He spent some of that time ranting at Theresa, who took in her boss’s tirade calmly. Tolerating his mania was just part of the job.
That mental sixth gear of his, the one that had made him so unfathomably wealthy, was clearly engaged. The only difference here was that whereas normally people leaped at the possibility of having some of the Plottner fortune tossed their way—and therefore accommodated his sudden and crushing interest in them—O’Day seemed indifferent.
Really, where had he gone? Hadn’t he agreed to the five-minute deadline? Was he merely off faking a photograph, or was this it, and Plottner would never hear from the guy again?
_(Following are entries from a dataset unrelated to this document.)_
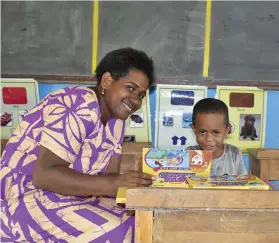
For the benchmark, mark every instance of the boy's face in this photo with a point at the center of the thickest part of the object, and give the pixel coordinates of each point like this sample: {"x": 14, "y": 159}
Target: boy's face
{"x": 210, "y": 131}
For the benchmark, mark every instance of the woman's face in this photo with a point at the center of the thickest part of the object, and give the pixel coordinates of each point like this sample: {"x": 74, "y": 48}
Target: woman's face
{"x": 124, "y": 96}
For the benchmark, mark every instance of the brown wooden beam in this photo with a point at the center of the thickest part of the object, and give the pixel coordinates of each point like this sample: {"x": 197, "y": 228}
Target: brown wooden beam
{"x": 210, "y": 83}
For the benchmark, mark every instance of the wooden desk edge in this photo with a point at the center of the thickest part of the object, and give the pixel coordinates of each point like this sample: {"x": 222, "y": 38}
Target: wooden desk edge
{"x": 202, "y": 199}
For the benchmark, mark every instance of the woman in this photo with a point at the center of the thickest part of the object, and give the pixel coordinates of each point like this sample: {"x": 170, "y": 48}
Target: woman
{"x": 65, "y": 155}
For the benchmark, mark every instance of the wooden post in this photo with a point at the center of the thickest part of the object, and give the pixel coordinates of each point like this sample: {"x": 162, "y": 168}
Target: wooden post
{"x": 144, "y": 226}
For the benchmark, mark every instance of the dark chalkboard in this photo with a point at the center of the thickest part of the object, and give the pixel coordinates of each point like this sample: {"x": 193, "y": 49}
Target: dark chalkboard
{"x": 171, "y": 32}
{"x": 245, "y": 40}
{"x": 46, "y": 37}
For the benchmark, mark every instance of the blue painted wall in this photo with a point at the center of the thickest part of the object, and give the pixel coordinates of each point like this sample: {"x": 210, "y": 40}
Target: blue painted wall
{"x": 272, "y": 114}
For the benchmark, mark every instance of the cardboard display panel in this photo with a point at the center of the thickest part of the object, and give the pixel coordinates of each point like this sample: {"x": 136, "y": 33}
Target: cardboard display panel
{"x": 246, "y": 110}
{"x": 174, "y": 114}
{"x": 138, "y": 124}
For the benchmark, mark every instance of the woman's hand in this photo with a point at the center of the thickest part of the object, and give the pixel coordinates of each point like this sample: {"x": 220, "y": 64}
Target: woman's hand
{"x": 131, "y": 179}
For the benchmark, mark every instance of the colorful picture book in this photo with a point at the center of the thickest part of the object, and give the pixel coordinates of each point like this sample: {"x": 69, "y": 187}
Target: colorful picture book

Plottner continued pacing and grumbling until, finally, Friendly Facebook Bot informed him Tom O’Day was back, this time checking in from Tempe, Arizona.
Plottner didn’t bother waiting.
“Where have you been?” he typed, his fingers pummeling the keyboard. “I told you five minutes.”
Tom O’Day’s response: “Complicated.”
What did that even mean? How complicated was it to take a photo?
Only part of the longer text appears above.